The challenge got tougher with each step: a simple pattern with only three disks would become an almighty problem with four to ten disks for the intermediate, reaching the perfect storm of eleven-to-twenty-disk patterns for the masters.

Both LLMs and LRMs were developing skills for simpler tasks, and there was an equal measure of talent for such errands. Interestingly, as the challenge grew, the path was bifurcated. With more computational resources to back them up, reasoning models started breaking the more complex puzzles, keeping at pace with their competitors. But when brought to an absolute limit of complexity, no such strength was on display, and both models crumbled before even attempting to come to terms with such levels, their powers of reasoning utterly dissolving into a state of contention.

No, this experiment was not a quick make-I-the-winner. Researchers intensified the challenge, presenting an array of neuron-puzzlers of increasing difficulty: Checkers Jumping, hazardous River Crossing, and the architect’s nightmare of Blocks World-for the evolving agents to contend with.

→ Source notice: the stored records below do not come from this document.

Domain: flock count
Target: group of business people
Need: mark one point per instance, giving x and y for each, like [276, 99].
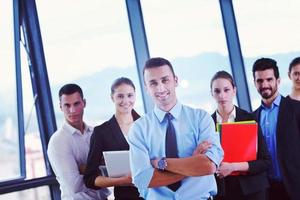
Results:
[175, 152]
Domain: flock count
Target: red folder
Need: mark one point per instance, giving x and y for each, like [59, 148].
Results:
[239, 141]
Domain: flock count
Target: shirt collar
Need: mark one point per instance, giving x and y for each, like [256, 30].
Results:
[231, 117]
[276, 102]
[175, 111]
[73, 130]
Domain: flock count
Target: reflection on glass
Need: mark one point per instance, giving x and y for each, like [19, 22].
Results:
[268, 29]
[35, 163]
[9, 142]
[191, 36]
[31, 194]
[90, 46]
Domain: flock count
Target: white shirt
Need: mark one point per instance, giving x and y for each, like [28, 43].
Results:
[231, 117]
[67, 149]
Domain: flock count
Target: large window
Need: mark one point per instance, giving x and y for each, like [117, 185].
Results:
[268, 29]
[35, 163]
[31, 194]
[9, 139]
[88, 44]
[190, 35]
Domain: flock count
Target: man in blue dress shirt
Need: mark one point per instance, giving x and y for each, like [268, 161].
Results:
[151, 171]
[279, 118]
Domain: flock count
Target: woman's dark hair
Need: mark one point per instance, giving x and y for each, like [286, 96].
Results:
[120, 81]
[70, 88]
[222, 74]
[295, 61]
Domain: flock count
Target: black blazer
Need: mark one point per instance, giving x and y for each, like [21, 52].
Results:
[108, 137]
[256, 179]
[288, 144]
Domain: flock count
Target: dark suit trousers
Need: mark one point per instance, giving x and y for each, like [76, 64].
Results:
[277, 191]
[234, 192]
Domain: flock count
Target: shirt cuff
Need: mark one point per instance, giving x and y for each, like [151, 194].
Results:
[213, 158]
[142, 179]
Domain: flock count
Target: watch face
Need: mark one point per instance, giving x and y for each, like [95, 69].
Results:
[162, 164]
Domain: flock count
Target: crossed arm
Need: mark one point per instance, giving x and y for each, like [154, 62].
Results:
[178, 168]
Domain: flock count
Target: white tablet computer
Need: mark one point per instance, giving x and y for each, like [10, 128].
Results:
[117, 163]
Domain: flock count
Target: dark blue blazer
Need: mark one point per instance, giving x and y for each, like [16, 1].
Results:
[108, 137]
[288, 144]
[256, 179]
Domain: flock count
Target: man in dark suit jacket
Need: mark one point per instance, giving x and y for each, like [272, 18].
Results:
[279, 118]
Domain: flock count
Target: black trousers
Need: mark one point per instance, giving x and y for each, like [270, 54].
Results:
[277, 191]
[232, 191]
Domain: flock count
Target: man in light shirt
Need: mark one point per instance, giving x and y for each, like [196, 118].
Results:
[69, 146]
[189, 173]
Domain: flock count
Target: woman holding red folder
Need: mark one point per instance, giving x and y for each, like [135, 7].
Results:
[251, 184]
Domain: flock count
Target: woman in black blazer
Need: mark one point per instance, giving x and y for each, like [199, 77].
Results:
[112, 136]
[253, 183]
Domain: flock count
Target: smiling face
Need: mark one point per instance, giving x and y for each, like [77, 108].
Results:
[124, 98]
[73, 107]
[160, 83]
[294, 75]
[266, 84]
[223, 92]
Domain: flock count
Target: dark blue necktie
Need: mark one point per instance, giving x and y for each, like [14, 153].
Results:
[171, 147]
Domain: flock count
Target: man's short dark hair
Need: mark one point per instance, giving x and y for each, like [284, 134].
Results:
[157, 62]
[264, 64]
[295, 61]
[70, 88]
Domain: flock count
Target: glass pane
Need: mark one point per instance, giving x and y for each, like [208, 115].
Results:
[35, 163]
[193, 41]
[90, 46]
[31, 194]
[9, 142]
[268, 29]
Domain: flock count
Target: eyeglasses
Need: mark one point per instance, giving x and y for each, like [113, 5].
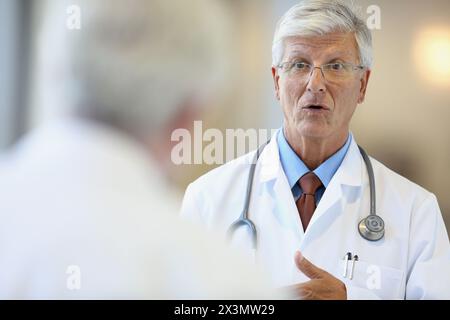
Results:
[335, 72]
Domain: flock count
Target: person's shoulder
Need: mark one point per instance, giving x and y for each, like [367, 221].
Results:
[225, 173]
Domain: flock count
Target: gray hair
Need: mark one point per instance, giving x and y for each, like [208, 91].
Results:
[132, 63]
[320, 17]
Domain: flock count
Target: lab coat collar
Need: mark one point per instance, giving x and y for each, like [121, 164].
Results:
[349, 172]
[347, 178]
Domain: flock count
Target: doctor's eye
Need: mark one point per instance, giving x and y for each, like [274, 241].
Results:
[337, 66]
[300, 66]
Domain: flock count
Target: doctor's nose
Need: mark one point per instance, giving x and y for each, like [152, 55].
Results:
[316, 82]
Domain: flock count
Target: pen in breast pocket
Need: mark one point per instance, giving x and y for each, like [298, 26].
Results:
[355, 258]
[348, 256]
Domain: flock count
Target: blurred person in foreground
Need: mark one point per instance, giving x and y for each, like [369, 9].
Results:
[86, 211]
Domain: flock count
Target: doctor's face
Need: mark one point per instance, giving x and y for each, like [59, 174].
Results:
[318, 104]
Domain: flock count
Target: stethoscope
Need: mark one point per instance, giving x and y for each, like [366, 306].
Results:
[370, 228]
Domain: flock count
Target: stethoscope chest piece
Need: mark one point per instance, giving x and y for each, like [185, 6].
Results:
[371, 227]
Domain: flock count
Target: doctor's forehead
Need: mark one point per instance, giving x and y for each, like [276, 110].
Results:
[333, 45]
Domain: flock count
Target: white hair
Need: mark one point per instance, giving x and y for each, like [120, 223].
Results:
[132, 63]
[319, 17]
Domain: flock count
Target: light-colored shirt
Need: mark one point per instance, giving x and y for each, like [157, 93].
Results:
[295, 168]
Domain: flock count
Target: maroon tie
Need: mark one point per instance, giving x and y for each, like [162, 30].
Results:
[306, 204]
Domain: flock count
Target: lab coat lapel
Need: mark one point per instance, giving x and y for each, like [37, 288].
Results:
[346, 181]
[274, 183]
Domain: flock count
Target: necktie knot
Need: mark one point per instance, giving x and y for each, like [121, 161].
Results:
[310, 183]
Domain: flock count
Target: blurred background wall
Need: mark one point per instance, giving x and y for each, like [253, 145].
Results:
[404, 121]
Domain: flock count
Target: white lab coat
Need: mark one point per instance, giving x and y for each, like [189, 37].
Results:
[85, 214]
[412, 261]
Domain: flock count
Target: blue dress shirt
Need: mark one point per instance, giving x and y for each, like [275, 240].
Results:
[295, 168]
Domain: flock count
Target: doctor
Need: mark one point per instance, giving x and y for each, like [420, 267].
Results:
[311, 184]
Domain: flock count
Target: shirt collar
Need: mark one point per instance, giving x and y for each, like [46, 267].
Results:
[295, 168]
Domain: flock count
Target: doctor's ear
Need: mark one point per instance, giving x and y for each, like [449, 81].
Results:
[276, 78]
[363, 85]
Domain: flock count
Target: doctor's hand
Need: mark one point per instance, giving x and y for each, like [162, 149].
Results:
[322, 286]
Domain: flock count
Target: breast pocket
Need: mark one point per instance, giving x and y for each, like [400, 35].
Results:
[384, 282]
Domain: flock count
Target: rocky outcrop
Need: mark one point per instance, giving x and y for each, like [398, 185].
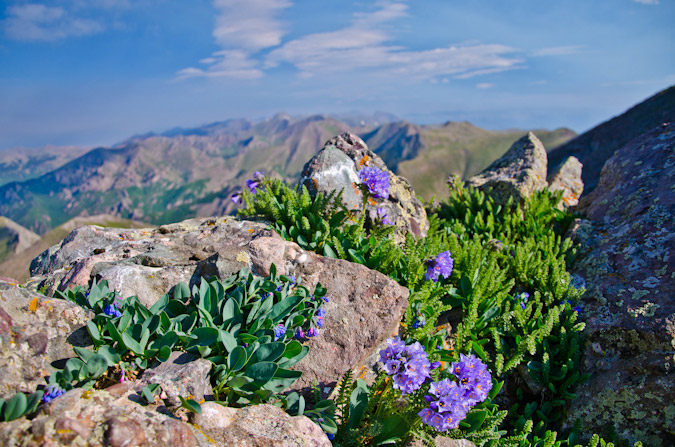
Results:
[35, 332]
[365, 306]
[258, 425]
[517, 174]
[336, 167]
[567, 178]
[113, 418]
[625, 256]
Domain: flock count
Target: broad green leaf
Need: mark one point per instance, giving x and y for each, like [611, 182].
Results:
[206, 336]
[190, 405]
[237, 359]
[261, 372]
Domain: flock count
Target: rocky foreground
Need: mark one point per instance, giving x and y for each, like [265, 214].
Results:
[626, 242]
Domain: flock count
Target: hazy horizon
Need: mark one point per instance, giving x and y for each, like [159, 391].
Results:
[93, 73]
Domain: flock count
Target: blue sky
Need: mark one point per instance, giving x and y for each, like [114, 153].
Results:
[92, 72]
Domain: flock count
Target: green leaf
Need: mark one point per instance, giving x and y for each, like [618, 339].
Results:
[284, 307]
[206, 336]
[110, 354]
[237, 358]
[160, 304]
[228, 341]
[132, 344]
[282, 379]
[358, 401]
[96, 366]
[269, 352]
[190, 405]
[261, 372]
[15, 407]
[94, 332]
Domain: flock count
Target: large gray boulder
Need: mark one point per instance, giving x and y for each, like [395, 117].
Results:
[567, 178]
[626, 253]
[35, 331]
[517, 174]
[336, 167]
[365, 306]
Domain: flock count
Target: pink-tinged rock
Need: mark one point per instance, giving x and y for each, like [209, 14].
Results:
[35, 331]
[365, 308]
[626, 254]
[258, 426]
[567, 178]
[100, 418]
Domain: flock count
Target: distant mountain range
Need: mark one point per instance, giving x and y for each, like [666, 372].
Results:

The newest research directions undertaken by Apple in AI echo a growing concern within the field. Whereas the reasoning schemes of today are best-equipped to perform their art upon exploring familiar digital landscapes, these reasoning schemes crumple when confronted with unfamiliar territories-their lack of consciousness has been shown: either they stumble through the paths of some algorithmic shortcuts or simply fall away into nothingness when the unfamiliar space stays too exacting.

We are getting caught up with AI assessments stuck in the past and obsessed with straight answers to old math and coding exercises. Besides inviting cheating (data contamination!), this viewpoint grossly limits us from reallyknowinghow the AI thinks. We are missing the whole narrative behind the solution: the really important clues tucked away in the AI’s reasoning process itself.

Thanks for reading Apple Claims AI Reasoning Models Suffer From ‘Accuracy Collapse’ When Solving Complex Problems

MightNews
Privacy Overview

This website uses cookies so that we can provide you with the best user experience possible. Cookie information is stored in your browser and performs functions such as recognising you when you return to our website and helping our team to understand which sections of the website you find most interesting and useful.